The European Commission “largely ignored” creators and copyright owners when producing official guidance on the copyright and transparency obligations contained in the EU AI Act. Officials instead chose to implement the new AI regulations in a way that “solely benefits” the AI companies that “continuously infringe copyright and related rights to build their models”.
That is according to a consortium of organisations representing creators and rightsholders from across the music, media, film, TV, books and visual art sectors, including music industry groups AEPO-ARTIS, BIEM, CISAC, ECSA, FIM, GESAC, IAO, ICMP, IFPI, IMPALA and IMPF.
With the way the EU AI Act is currently being implemented - those organisations say in an open letter - the “thriving” cultural, creative and copyright sectors that “contribute nearly 7% of EU GDP” and “provide employment for nearly 17 million professionals” are “being sold out” in favour of AI companies. As a result, the organisations call for the Commission to rethink its entire approach.
The European Union’s wide-ranging AI Act says that companies exploiting existing content to train generative AI models that are made available in Europe should comply with European copyright laws and be transparent about what existing works have been used.
Those obligations become active next month and, ahead of that, the Commission has published three documents setting out how AI companies should go about complying with the act.
That includes a code of practice, a set of guidelines and a template for disclosing information about training data.
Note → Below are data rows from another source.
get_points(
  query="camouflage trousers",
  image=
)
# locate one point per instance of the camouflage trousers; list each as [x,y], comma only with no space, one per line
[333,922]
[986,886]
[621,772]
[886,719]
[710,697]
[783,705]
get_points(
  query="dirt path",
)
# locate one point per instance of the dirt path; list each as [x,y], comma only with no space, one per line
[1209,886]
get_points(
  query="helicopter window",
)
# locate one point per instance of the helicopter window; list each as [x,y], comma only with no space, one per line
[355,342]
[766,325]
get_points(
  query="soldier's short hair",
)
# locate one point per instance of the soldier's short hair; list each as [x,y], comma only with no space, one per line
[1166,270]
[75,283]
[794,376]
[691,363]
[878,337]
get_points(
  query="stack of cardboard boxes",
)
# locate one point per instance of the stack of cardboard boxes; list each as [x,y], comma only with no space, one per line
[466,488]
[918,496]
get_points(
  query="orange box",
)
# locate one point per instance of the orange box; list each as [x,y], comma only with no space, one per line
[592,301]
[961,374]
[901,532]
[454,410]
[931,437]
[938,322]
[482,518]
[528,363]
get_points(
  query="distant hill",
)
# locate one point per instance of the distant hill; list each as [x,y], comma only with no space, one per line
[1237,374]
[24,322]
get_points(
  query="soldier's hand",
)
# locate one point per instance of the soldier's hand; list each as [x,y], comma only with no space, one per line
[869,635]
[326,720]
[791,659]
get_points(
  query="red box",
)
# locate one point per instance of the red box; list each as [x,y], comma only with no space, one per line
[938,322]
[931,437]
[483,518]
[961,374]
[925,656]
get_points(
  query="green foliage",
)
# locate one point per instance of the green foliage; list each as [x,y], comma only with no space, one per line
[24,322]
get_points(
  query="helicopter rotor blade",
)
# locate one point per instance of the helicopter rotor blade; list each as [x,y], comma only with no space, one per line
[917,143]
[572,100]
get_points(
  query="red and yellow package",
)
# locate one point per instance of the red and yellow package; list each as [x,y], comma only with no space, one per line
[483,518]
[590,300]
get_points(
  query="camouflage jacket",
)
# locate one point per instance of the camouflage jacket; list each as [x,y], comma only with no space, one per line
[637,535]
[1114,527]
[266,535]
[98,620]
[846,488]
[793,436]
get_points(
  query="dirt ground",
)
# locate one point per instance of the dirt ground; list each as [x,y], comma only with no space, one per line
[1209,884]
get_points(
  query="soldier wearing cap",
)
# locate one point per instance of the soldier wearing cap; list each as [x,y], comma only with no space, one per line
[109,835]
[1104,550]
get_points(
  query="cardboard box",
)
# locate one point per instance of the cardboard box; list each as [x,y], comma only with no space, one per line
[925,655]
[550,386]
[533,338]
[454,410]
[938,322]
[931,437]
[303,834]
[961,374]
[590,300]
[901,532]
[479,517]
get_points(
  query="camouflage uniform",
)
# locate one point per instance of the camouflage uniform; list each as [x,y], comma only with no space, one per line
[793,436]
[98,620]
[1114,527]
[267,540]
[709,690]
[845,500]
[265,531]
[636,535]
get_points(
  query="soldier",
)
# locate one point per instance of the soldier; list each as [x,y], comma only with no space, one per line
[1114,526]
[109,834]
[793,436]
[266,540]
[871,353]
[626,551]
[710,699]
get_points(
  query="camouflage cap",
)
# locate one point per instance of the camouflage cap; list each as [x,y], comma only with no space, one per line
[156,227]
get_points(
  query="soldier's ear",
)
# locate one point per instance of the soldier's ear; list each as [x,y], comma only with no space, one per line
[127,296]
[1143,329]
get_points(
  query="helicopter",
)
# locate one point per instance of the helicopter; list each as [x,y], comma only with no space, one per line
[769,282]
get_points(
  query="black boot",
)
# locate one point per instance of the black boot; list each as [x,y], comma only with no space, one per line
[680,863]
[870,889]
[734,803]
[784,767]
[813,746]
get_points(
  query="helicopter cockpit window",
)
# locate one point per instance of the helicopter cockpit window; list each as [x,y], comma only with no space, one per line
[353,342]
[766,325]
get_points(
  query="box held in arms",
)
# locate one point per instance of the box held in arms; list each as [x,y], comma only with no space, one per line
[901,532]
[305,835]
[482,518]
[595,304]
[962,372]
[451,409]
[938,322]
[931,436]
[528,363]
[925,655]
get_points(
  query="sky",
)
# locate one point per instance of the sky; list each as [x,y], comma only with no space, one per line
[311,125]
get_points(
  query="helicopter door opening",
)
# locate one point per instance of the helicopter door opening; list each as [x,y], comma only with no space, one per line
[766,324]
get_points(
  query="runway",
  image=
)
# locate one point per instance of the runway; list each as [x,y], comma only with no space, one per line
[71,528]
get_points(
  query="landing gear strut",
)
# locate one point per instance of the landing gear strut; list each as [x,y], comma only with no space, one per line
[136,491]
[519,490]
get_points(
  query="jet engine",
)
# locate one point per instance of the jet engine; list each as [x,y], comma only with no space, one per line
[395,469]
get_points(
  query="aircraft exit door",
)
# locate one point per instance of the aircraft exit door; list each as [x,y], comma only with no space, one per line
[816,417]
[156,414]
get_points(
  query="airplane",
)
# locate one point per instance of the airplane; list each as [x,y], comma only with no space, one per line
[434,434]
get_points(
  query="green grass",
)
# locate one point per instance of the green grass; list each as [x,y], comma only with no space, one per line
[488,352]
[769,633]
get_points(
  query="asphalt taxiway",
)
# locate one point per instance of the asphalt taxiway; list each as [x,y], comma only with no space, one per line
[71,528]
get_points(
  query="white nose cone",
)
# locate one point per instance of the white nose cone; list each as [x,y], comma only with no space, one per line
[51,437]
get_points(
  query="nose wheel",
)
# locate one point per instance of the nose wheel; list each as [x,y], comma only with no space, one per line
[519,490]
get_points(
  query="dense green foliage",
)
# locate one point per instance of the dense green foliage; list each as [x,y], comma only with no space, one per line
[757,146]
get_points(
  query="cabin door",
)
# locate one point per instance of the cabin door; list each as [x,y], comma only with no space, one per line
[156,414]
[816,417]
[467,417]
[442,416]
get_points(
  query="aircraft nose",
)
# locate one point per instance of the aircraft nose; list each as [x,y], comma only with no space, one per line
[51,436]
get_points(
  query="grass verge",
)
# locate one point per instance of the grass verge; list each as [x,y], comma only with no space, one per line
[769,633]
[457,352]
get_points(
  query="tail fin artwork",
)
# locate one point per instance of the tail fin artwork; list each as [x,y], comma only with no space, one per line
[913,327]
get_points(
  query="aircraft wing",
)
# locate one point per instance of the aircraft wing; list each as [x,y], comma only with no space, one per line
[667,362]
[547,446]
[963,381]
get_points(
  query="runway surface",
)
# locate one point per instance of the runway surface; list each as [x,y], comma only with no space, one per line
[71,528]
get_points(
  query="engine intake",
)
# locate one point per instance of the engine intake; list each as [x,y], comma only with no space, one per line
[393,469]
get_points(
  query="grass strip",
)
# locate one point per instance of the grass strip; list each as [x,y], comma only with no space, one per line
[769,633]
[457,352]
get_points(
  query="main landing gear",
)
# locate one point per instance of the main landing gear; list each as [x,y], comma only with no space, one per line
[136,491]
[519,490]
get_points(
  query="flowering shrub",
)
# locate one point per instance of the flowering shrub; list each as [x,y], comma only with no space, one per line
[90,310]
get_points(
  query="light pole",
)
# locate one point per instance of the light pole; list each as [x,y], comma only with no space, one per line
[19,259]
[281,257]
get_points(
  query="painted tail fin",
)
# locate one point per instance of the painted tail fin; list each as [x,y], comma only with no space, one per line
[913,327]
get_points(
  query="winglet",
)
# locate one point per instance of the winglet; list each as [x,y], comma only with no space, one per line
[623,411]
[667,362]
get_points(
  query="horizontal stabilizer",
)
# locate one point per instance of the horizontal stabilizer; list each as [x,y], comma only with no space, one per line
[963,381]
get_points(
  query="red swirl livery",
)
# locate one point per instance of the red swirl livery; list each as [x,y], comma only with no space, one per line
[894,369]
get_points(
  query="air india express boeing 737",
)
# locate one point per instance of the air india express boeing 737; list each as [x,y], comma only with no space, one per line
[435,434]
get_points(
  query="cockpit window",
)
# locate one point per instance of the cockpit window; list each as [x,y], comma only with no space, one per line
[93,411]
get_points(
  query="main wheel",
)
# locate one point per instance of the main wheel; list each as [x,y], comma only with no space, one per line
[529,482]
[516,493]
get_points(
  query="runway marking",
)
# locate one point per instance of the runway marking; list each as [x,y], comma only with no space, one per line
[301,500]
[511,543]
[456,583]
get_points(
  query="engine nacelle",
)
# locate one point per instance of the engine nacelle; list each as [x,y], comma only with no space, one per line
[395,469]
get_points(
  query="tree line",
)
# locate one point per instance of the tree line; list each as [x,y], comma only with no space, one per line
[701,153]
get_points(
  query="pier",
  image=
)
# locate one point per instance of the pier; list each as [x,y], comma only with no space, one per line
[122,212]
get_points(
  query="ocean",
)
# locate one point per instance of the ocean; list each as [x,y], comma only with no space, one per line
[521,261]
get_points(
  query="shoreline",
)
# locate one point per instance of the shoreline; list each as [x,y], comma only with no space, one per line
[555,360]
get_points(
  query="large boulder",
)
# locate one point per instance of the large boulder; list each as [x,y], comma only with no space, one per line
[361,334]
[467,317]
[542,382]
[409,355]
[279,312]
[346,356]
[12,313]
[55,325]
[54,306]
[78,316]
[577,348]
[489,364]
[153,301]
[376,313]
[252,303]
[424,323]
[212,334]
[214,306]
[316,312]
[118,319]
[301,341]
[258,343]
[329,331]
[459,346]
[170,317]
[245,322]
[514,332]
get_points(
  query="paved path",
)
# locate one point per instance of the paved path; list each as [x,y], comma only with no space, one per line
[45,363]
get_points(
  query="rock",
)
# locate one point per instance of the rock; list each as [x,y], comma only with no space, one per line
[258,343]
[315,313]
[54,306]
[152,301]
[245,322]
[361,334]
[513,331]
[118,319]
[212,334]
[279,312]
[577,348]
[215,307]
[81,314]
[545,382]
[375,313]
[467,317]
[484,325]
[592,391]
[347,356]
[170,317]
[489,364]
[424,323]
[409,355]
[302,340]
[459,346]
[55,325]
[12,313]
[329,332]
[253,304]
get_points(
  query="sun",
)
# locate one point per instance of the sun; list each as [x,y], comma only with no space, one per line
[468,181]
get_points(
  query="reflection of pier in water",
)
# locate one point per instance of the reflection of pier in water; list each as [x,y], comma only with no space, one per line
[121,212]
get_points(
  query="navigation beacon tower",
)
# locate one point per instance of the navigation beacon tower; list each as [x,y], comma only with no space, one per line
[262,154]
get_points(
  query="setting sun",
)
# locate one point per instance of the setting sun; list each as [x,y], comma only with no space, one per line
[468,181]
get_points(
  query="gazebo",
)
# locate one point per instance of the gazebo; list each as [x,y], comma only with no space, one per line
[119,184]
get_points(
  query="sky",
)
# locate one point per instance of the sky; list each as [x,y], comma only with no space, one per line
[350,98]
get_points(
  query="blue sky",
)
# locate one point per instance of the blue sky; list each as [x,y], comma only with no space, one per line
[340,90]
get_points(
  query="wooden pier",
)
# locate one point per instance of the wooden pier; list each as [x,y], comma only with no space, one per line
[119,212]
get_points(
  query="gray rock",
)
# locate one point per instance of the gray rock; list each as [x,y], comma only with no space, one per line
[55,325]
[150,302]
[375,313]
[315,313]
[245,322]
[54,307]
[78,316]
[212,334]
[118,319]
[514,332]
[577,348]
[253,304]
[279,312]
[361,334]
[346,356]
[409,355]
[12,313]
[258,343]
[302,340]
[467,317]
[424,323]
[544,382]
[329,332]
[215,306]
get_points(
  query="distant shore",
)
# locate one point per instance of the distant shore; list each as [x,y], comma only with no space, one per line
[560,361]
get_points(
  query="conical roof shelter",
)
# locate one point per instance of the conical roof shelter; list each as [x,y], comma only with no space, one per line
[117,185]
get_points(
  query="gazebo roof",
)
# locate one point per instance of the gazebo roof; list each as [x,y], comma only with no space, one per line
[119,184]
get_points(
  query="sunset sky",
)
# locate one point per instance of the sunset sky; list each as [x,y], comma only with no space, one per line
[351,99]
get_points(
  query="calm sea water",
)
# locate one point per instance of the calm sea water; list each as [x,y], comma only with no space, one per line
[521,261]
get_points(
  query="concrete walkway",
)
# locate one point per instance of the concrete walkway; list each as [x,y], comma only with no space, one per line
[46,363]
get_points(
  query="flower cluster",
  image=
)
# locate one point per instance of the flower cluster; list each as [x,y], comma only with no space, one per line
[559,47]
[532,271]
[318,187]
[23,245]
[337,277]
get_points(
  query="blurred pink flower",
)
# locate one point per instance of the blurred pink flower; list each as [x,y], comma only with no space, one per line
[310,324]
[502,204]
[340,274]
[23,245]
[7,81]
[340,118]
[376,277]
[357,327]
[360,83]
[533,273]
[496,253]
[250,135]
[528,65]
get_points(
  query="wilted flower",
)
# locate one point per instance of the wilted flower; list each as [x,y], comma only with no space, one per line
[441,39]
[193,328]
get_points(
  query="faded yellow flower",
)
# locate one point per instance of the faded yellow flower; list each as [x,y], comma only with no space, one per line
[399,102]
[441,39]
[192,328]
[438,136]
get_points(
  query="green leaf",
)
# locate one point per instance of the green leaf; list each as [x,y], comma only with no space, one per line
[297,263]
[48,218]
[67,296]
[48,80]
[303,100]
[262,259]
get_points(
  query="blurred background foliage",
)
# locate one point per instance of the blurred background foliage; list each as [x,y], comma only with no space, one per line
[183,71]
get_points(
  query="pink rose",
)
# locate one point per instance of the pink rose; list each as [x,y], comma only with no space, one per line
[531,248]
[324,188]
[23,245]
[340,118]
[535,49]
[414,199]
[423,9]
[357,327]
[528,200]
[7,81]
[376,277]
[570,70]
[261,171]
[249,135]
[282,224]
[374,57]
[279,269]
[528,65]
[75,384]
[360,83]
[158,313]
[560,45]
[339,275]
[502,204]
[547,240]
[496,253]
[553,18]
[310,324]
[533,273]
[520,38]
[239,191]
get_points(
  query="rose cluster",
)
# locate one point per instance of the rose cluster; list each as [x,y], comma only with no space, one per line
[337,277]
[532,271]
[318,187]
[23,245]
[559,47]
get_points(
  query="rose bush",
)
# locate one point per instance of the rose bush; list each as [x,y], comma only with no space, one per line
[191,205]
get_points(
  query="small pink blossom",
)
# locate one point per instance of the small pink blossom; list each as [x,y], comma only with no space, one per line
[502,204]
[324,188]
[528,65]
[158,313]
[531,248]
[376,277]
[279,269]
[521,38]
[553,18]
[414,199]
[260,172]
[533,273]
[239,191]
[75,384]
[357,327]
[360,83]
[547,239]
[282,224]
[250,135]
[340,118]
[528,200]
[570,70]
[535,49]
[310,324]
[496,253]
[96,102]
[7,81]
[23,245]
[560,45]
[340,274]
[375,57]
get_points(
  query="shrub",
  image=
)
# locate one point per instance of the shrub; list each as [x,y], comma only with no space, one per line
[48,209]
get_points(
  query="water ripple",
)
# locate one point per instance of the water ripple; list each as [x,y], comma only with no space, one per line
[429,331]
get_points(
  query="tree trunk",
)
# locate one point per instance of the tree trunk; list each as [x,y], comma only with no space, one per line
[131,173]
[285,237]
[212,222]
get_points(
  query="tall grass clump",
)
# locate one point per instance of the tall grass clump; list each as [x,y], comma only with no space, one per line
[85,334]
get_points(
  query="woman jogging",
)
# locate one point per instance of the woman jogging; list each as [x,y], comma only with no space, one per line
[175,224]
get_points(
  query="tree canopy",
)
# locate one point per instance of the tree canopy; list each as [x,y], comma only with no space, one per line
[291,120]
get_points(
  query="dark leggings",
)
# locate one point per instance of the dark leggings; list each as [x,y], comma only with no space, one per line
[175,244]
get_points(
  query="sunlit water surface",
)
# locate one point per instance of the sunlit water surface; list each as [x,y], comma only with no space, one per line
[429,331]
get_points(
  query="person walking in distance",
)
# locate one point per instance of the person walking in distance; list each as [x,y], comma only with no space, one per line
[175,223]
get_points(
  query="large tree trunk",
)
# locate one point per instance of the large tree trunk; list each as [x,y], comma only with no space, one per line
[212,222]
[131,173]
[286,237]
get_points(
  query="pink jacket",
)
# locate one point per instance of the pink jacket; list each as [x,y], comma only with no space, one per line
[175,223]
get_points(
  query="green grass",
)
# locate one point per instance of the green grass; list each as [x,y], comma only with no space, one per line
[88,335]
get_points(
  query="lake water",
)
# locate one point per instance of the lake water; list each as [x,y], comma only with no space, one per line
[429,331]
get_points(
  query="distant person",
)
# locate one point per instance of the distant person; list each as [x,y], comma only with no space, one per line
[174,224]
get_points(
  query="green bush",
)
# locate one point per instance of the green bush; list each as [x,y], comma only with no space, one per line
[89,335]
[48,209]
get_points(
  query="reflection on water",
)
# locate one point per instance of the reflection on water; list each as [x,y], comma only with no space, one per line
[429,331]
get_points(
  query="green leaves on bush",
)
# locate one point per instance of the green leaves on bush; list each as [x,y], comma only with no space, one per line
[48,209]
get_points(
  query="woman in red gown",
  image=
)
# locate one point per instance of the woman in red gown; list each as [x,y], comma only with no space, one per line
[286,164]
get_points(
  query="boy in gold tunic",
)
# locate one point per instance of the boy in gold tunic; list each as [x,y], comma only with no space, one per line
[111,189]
Those documents were informed by a consultation involving both rightsholders and AI companies, but throughout that process the rightsholders said they felt the views of the AI companies were being prioritised.
The new open letter states, “despite the extensive, highly detailed and good-faith engagements by rightsholder communities throughout this process, the final outcomes fail to address the core concerns which our sectors have consistently raised”.
Those outcomes are “not a balanced compromise” and fail to “deliver on the promise of the EU AI Act”, making the whole enterprise “a missed opportunity to provide meaningful protection of intellectual property rights in the context of GenAI”.
For creators and rightsholders, the key element of the EU AI Act was article 53, which set out the copyright and transparency obligations. When it came to preparing the code, guidelines and template, the letter says, the “primary beneficiaries” of that article - ie creators and rightsholders - were “largely ignored”.
“We strongly reject any claim that the code of practice strikes a fair and workable balance or that the template will deliver ‘sufficient’ transparency about the majority of copyright works or other subject matter used to train GenAI models”, the letter says. “This is simply untrue and is a betrayal of the EU AI Act’s objectives”.
With all that in mind, the letter calls on the Commission “to revisit the implementation package and enforce article 53 in a meaningful way”, while asking the European Parliament and individual EU member states to “challenge the unsatisfactory process of this exercise”.